Merozoites were isolated by Percoll density gradient centrifugation
of intestinal contents from neonatal BALB/c mice at 65 h
postinoculation with oocysts (32).
IgA MAb production and characterization.
Six-week-old BALB/c
mice (Jackson Laboratory, Bar Harbor, Maine) were housed in
microisolator cages and maintained with 12-h photoperiod cycles. Mice
were inoculated per os twice at 3-week intervals with 5 × 104 viable C. parvum oocysts. Three
weeks following the second oocyst inoculation, mice were injected
intraperitoneally with 5 µg of sporozoite Ag in PBS. Sera were
screened by ELISA and indirect immunofluorescence assay (IFA) as
described below to determine anti-C. parvum IgA
antibody titers. Positive sera were stored at 80°C until used as
controls in immunoassays.
Four days after the final immunization, mice were euthanized by
CO2 inhalation. Peyer's patches were then dissected and
removed aseptically, pooled, and incubated (1 h, 37°C) in RPMI 1640 medium supplemented with 10% fetal bovine serum (Gemini Bioproducts), 0.1% (wt/vol) collagenase type IV (Sigma), and 100 U of penicillin, 100 µg streptomycin, and 0.25 µg of amphotericin B (Sigma) per ml.

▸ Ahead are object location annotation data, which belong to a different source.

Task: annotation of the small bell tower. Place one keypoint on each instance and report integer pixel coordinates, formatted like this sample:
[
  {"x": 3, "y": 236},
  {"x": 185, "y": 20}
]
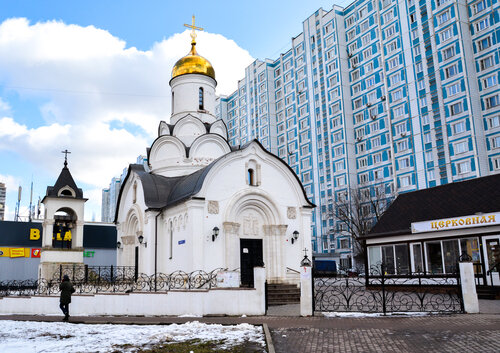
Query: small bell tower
[{"x": 62, "y": 240}]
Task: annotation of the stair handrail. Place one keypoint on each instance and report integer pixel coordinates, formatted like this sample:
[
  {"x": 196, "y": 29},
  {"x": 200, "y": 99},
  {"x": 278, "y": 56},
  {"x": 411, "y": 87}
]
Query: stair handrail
[
  {"x": 292, "y": 270},
  {"x": 494, "y": 266}
]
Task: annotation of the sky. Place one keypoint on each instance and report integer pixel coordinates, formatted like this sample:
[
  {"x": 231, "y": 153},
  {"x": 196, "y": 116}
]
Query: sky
[{"x": 92, "y": 77}]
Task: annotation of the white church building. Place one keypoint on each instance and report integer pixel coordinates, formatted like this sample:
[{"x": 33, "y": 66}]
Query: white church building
[{"x": 206, "y": 205}]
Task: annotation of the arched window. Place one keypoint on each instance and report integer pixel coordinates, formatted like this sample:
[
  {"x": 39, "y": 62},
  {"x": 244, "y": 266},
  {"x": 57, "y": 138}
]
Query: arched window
[
  {"x": 251, "y": 177},
  {"x": 200, "y": 98}
]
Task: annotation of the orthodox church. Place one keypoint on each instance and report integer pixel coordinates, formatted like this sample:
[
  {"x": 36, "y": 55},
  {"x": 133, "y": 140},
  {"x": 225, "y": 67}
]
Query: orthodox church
[{"x": 205, "y": 205}]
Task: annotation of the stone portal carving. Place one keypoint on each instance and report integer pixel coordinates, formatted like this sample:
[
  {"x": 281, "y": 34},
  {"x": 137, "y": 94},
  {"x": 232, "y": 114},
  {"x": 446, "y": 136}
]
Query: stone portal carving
[{"x": 213, "y": 207}]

Peyer's patches were then transferred into a glass homogenizer and
gently disrupted. Peyer's patch cells were fused with SP2/O myeloma
cells and resuspended in monocyte-macrophage-thymocyte-conditioned medium as previously described (11). Hybridomas producing
IgA antibodies were identified by ELISA. Briefly, plates were coated (12 h, 4°C) with an affinity-purified goat anti-mouse IgA Ab (5 µg/ml; Kirkegaard & Perry Laboratories, Inc., Gaithersburg, Md.) and
blocked with 1% (wt/vol) nonfat dry milk in PBS (30 min, 21°C). Hybridoma supernatants were added to plates, which were then incubated (2 h, 37°C), washed, and incubated (2 h, 37°C) with a
peroxidase-labelled goat anti-mouse IgA Ab (Kirkegaard & Perry).
Following washing, the plates were developed with
2,2'-azino-di(3-ethylbenzthiazoline sulfate) (ABTS; Kirkegaard & Perry)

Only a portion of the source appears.